Andrea Bonatti analizza il ruolo delle seconde squadre nel calcio italiano e spiega cosa funziona e cosa no, con alcuni esempi.

Andrea Bonatti analizza il ruolo delle seconde squadre nel calcio italiano e spiega cosa funziona e cosa no, con alcuni esempi
Le parole di Andrea Bonatti, ex allenatore di Juventus e Lazio Primavera, ospite a Radio Sportiva, tornano a riaccendere il dibattito sulle seconde squadre nel calcio italiano. Un tema di sistema, troppo spesso affrontato con superficialità o, come ha sottolineato lo stesso allenatore, con frasi di circostanza. Ma se si vuole davvero costruire un percorso virtuoso per la crescita dei giovani calciatori italiani, è necessario andare oltre il “gregge” e analizzare con onestà cosa funziona, cosa no, e cosa possiamo imparare dall’estero.

Andrea Bonatti
L’esperienza della Juventus Next Gen
Bonatti riconosce che la Juventus Next Gen, oggi esempio virtuoso nel panorama italiano, ha saputo valorizzare il proprio patrimonio tecnico e umano. Ma non tutto è stato semplice: “Il primo anno, se vi ricordate, ha fatto tanta fatica e con una squadra molto vecchia anagraficamente”. È servita una fase di assestamento, sperimentazioni e, soprattutto, una chiara strategia societaria. Oggi la Juve può vantare una struttura che ha già portato diversi giocatori in prima squadra e altri pronti a spiccare il volo.
Il Milan futuro e l’Inter U23
All’opposto, Bonatti cita il caso del Milan, che ha compromesso la categoria in una stagione difficile, a testimonianza che la sola istituzione della seconda squadra non basta. “Bisogna fare le cose fatte bene”, ribadisce il tecnico. Ed è proprio qui che si apre il divario tra intenzione e realizzazione: il progetto è utile solo se accompagnato da scelte coerenti, staff preparati, e una visione di lungo periodo.

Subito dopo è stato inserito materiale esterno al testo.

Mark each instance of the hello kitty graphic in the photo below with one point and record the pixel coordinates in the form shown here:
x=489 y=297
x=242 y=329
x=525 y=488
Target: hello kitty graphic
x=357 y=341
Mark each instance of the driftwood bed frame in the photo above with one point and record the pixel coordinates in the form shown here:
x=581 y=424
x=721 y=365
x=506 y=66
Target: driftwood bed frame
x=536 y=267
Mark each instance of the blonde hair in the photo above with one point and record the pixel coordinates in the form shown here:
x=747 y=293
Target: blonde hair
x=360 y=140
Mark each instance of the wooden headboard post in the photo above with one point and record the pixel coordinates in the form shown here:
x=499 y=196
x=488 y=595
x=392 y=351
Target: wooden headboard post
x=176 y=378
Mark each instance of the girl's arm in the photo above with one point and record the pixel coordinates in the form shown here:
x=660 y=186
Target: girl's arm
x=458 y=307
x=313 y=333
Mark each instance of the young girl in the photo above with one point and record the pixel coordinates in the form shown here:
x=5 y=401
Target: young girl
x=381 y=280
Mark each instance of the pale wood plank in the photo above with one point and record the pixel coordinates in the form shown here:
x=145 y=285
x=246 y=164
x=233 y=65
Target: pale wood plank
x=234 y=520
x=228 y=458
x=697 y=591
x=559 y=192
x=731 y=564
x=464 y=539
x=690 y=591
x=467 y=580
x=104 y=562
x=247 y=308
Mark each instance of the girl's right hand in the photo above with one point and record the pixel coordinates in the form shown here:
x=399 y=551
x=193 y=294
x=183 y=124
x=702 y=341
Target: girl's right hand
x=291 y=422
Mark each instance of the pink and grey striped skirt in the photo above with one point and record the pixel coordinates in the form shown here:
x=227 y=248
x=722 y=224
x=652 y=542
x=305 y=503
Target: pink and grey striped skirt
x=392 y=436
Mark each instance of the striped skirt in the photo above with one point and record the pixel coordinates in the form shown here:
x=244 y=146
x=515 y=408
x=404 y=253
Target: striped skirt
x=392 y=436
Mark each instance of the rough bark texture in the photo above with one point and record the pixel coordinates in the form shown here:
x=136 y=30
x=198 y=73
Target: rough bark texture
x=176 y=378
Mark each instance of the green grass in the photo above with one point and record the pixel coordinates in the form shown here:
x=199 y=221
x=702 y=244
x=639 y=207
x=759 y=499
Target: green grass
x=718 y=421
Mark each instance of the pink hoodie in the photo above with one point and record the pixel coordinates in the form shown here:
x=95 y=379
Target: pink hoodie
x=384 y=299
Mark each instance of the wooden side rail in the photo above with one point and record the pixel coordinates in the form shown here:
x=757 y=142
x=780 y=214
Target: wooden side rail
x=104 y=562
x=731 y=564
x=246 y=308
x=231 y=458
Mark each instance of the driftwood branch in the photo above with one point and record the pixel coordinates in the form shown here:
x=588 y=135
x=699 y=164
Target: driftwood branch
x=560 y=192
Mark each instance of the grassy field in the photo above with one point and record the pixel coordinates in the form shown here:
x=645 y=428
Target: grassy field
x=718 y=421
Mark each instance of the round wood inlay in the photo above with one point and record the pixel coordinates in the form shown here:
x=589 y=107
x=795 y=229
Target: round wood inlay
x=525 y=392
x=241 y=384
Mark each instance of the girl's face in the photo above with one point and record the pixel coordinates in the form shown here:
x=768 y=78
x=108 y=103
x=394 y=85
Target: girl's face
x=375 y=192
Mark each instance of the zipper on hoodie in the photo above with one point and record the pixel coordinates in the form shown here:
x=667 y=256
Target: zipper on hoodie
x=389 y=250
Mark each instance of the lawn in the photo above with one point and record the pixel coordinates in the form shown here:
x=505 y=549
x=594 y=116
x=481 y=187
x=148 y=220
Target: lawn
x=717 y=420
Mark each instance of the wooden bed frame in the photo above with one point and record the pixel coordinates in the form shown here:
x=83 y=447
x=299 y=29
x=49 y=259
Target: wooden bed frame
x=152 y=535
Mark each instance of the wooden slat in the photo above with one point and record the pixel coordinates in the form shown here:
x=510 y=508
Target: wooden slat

Anche l’Inter U23, al debutto, è oggetto di riflessione: “È partita in ritardo rispetto alle altre, ma ha avuto modo di osservare e capire meglio le varie situazioni”. Per Bonatti, il club nerazzurro può evitare gli errori dei predecessori, soprattutto se la scelta dell’allenatore dovesse ricadere su Stefano Vecchi, “bravissimo con i giovani e conoscitore della categoria”.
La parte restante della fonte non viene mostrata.